Penyelidikan dimulai setelah kepolisian menerima laporan masyarakat yang diperkuat dengan temuan dalam Laporan Hasil Pemeriksaan (LHP) Badan Pemeriksa Keuangan (BPK) RI. Perkara ini menjadi perhatian karena berkaitan dengan sektor ketahanan energi yang memiliki peran strategis bagi pelayanan publik.
Kepala Bidang Humas Polda Sumbar, Kombes Pol Susmelawati Rosya, mengatakan penanganan perkara tersebut merupakan bagian dari komitmen Polri dalam mendukung agenda nasional pemberantasan korupsi, khususnya pada sektor energi.
“Menindaklanjuti arahan tegas Presiden terkait pemberantasan korupsi di sektor ketahanan energi, Polri berkomitmen penuh melakukan penegakan hukum tanpa pandang bulu. Setiap dugaan korupsi yang mengganggu stabilitas sektor vital ini akan kami tindak secara cepat, tepat, dan transparan,” ujar Susmelawati dalam konferensi pers di Mapolda Sumbar, Jumat (10/7/2026).
Penyelidikan yang dilakukan Polda Sumbar berjalan beriringan dengan penanganan perkara oleh Korps Pemberantasan Tindak Pidana Korupsi (Kortas Tipidkor) Mabes Polri yang juga menelusuri dugaan korupsi serta dugaan Tindak Pidana Pencucian Uang (TPPU) dalam pengadaan batu bara yang diduga berdampak terhadap gangguan pasokan listrik di wilayah Sumatera.
Kasubdit III Tipikor Ditreskrimsus Polda Sumbar, Kompol Muhardi, mengungkapkan penyidik saat ini memfokuskan pemeriksaan terhadap tiga perusahaan penyedia batu bara yang menjalin kerja sama dengan PLTU Ombilin.
Menurutnya, perusahaan yang masuk dalam agenda pemeriksaan masing-masing berinisial CV PSPN, CV TC, serta konsorsium PT NCI dan PT NAL.
“Pemeriksaan difokuskan terhadap tiga penyedia tersebut untuk mendalami seluruh proses pengadaan batu bara yang menjadi objek penyelidikan,” kata Muhardi.
Susmelawati menjelaskan, proses penyelidikan didasarkan pada dua alat petunjuk utama, yakni Laporan Hasil Pemeriksaan BPK RI Nomor 08 tertanggal 30 April 2024 dan laporan pengaduan masyarakat yang diterima Polda Sumbar pada 31 Maret 2026.
Sejauh ini, penyidik masih mengumpulkan berbagai dokumen pendukung, menelusuri mekanisme kontrak pengadaan, serta memeriksa sejumlah saksi yang dinilai mengetahui proses pelaksanaan kerja sama tersebut.
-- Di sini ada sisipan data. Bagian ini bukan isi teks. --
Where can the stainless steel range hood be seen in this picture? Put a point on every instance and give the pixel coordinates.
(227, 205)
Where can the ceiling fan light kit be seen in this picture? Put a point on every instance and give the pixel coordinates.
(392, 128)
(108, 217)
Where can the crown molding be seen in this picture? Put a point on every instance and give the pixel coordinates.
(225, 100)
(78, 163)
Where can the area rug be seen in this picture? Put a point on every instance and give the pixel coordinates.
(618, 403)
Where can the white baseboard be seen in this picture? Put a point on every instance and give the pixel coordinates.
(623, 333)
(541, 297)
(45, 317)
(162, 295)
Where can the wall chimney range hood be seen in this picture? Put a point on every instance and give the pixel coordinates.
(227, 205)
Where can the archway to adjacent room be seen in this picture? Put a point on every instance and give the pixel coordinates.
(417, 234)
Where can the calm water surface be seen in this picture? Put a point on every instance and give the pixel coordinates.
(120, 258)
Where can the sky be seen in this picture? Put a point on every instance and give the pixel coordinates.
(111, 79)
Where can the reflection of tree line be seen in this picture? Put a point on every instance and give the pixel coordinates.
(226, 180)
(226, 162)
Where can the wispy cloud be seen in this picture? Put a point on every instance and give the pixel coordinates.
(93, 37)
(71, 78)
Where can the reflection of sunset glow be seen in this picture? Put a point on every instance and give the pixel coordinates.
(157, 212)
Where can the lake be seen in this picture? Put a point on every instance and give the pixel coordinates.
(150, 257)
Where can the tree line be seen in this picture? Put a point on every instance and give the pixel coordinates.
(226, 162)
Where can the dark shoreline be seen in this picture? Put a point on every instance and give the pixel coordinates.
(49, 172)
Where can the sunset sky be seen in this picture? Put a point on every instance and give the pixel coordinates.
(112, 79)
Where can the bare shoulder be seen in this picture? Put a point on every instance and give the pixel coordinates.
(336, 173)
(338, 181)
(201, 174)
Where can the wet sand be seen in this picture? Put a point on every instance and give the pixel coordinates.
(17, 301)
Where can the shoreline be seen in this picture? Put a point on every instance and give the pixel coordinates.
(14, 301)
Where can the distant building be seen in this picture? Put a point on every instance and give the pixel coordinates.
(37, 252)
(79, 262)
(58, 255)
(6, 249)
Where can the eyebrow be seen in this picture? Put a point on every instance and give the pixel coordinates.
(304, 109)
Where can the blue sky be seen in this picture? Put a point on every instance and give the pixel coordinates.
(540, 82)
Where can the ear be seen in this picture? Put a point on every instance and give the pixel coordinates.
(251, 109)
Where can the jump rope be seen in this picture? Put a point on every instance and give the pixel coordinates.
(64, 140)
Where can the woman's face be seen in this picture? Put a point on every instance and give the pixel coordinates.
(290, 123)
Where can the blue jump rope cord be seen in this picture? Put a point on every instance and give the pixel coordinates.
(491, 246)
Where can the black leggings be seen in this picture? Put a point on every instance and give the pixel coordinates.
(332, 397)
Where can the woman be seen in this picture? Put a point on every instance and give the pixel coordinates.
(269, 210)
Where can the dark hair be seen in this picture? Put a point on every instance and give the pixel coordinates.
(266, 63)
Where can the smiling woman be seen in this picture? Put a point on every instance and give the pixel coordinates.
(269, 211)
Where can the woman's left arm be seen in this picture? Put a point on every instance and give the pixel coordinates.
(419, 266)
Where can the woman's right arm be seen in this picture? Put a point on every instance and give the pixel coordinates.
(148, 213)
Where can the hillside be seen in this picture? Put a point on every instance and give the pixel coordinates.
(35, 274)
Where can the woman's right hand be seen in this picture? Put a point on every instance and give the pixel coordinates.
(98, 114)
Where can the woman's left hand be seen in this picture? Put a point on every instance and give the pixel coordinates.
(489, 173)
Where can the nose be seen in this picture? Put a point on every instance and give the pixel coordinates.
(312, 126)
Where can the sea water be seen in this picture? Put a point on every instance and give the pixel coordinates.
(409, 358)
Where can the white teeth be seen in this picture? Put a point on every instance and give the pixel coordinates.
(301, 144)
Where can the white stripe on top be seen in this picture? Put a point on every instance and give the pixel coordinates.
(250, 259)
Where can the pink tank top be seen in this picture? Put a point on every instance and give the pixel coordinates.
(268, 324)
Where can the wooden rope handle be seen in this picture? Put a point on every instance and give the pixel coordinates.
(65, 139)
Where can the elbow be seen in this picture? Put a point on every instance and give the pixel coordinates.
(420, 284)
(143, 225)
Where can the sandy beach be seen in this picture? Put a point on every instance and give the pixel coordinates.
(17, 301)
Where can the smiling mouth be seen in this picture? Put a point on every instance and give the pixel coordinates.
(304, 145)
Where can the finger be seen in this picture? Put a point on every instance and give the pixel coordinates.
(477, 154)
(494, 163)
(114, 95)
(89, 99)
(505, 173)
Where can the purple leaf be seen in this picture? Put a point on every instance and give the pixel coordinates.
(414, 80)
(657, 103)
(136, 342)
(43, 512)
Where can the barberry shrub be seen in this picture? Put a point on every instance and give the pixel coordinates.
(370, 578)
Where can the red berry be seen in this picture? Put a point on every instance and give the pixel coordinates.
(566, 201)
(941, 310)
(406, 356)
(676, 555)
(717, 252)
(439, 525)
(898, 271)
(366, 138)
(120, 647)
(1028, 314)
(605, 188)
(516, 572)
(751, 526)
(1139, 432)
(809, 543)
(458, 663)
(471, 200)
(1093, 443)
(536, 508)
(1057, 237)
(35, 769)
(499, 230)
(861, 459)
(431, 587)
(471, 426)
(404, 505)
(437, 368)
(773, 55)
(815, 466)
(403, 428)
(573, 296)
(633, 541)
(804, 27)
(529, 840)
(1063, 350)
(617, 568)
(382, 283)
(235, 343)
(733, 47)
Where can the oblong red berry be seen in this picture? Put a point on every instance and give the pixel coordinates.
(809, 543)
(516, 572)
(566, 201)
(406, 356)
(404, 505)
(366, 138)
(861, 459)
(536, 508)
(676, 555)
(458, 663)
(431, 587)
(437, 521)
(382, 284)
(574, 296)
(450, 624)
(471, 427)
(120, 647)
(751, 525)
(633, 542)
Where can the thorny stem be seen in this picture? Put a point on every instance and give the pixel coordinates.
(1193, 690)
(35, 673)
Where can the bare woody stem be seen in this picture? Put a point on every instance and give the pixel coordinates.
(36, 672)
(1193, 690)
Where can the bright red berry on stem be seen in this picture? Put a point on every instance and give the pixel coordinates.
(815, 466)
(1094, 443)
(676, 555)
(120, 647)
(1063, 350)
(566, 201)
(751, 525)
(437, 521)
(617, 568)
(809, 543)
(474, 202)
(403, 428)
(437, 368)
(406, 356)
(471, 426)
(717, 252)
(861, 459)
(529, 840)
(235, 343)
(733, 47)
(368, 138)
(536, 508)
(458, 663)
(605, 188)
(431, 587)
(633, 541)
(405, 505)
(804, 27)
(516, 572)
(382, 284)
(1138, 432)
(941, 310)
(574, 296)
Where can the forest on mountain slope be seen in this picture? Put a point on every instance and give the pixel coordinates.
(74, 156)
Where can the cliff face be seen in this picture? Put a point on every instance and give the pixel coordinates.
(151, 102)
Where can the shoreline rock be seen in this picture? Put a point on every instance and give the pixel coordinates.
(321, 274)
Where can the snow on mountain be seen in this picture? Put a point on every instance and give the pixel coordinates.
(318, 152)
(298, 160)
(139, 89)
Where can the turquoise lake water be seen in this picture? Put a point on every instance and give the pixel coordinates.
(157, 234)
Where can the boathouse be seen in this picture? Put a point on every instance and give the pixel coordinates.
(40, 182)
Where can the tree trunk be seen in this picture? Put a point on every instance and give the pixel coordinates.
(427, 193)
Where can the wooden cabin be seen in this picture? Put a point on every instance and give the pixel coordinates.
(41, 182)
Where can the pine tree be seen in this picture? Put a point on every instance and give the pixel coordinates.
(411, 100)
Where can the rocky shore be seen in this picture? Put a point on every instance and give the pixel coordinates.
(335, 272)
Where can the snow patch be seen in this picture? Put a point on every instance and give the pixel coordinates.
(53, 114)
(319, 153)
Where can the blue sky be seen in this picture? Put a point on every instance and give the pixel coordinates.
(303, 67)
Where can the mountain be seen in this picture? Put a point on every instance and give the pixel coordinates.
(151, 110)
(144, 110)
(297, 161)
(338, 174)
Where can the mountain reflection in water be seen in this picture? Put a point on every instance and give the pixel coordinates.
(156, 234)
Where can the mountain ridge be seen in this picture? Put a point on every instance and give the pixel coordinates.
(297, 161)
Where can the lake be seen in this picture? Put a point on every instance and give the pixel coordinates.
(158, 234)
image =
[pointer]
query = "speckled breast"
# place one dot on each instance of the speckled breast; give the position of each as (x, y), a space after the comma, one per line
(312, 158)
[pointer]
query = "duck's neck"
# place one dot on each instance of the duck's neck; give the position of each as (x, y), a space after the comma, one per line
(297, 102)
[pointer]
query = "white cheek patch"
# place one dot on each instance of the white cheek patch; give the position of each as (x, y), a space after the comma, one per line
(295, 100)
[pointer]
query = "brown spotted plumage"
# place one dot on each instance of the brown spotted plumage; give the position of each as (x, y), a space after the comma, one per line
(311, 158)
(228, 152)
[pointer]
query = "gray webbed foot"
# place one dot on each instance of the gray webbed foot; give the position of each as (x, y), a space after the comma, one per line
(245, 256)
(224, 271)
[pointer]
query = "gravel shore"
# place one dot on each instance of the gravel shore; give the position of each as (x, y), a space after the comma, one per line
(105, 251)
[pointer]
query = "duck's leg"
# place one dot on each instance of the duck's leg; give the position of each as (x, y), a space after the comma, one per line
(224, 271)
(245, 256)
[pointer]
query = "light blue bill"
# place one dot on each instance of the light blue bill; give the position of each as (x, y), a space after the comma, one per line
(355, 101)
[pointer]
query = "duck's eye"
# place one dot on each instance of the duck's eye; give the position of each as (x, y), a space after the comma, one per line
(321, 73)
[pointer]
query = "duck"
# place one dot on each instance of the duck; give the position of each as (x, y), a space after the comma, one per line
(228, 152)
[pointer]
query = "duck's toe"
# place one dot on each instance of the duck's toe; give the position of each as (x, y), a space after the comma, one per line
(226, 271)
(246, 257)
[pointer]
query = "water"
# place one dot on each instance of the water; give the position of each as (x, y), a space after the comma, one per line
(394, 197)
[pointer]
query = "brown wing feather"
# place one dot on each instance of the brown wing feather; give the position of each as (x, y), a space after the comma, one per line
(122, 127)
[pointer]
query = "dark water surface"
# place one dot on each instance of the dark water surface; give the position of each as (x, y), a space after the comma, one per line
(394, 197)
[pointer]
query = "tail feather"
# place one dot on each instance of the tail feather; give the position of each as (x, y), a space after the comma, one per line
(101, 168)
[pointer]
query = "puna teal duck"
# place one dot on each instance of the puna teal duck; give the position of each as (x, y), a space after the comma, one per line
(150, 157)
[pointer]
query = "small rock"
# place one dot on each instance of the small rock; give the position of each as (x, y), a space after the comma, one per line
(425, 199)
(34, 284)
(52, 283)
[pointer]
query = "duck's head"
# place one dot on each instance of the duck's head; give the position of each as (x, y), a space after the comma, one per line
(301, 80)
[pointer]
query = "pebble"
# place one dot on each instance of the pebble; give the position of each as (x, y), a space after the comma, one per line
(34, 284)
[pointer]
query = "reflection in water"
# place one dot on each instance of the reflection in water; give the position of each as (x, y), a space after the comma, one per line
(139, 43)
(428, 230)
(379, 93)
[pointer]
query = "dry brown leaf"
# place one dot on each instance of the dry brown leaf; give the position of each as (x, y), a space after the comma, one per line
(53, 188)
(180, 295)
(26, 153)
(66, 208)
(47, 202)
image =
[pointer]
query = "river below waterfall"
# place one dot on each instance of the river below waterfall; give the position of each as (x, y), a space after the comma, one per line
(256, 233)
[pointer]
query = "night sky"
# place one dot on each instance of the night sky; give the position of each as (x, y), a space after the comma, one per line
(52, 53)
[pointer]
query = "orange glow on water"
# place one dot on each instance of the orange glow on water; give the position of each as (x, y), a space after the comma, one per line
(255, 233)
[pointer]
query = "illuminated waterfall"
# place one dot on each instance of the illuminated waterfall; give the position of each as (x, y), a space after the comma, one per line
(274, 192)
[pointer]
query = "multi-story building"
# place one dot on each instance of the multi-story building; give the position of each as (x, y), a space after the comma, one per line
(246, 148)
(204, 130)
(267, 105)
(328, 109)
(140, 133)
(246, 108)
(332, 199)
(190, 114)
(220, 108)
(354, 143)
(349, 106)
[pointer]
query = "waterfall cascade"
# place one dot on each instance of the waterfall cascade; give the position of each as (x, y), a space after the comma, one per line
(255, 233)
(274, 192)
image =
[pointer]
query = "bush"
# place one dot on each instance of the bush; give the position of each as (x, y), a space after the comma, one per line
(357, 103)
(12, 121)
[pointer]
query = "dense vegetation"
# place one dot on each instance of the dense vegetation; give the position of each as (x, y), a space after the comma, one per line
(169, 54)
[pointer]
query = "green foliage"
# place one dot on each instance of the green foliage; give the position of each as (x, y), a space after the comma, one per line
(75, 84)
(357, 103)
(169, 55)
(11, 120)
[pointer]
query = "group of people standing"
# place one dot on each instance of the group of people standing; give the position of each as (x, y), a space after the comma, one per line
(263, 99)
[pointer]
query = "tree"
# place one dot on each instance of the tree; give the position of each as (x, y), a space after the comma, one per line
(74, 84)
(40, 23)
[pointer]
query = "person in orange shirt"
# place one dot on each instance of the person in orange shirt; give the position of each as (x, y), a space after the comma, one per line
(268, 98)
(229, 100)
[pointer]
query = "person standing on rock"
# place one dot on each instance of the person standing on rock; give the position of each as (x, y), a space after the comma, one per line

Langkah tersebut dilakukan untuk memperkuat konstruksi hukum sebelum menentukan tahapan penanganan berikutnya.
Muhardi menegaskan seluruh proses penyelidikan dilakukan secara profesional, objektif, dan akuntabel sesuai ketentuan hukum yang berlaku. Kepolisian juga memastikan perkembangan penanganan perkara akan disampaikan secara terbuka kepada publik.
“Ke depan, kami akan terus mengumpulkan dokumen pendukung secara komprehensif dan memeriksa saksi-saksi kunci lainnya. Perkembangan penanganan perkara ini akan kami sampaikan secara berkala kepada rekan-rekan media,” ujar Muhardi.